En avril, ça faisait consensus. Le Tricolore était acheteur. Ce matin ? C’est moins certain. Les contrats accordés cette semaine à Erik Karlsson (92 millions), Jeff Skinner (72 millions) et Kevin Hayes (50 millions) ont forcé plusieurs équipes à retravailler leur fichier Excel.

Oui, le Canadien est riche. Il peut atteindre la limite du plafond salarial. Sa marge ? Presque 12 millions de dollars, contrats de Joel Armia et Artturi Lehkonen non compris. De quoi s’amuser. Et c’est aussi vrai que les gens riches font leur épicerie sans courir les rabais. Mais ils ne sont pas nonos pour autant. Ils ne remplissent pas leur panier de branches de céleri à 6 $ le kilo.

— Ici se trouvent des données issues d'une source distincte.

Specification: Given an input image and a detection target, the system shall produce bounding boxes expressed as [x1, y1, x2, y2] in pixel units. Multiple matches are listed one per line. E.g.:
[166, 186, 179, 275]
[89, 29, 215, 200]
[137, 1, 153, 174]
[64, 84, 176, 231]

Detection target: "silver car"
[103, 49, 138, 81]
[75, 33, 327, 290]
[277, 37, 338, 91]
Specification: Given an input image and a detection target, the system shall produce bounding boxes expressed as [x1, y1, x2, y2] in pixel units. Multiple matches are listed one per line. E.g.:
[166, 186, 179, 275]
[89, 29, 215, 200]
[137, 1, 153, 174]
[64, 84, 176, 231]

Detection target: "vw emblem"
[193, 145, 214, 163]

La même logique s’applique au hockey. Quand la hausse des salaires suit la courbe de l’inflation au Venezuela, on cherche une nouvelle recette.

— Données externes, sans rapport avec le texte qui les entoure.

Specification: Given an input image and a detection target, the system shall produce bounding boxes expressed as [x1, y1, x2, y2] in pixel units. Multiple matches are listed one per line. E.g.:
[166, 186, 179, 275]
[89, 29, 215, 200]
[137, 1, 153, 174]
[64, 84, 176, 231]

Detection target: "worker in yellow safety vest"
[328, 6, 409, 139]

C’est la situation dans laquelle se trouve le Canadien. Coincé dans un marché favorable aux vendeurs et aux joueurs autonomes. Ça tombe mal. Pour être compétitif l’hiver prochain, le Tricolore doit combler deux gros besoins. Un marqueur pour son premier trio et un défenseur gaucher. Comment le directeur général Marc Bergevin s’y prendra-t-il ? Participera-t-il à la surenchère ? Ou, au contraire, profitera-t-il de l’inflation pour vendre ses actifs en demande ?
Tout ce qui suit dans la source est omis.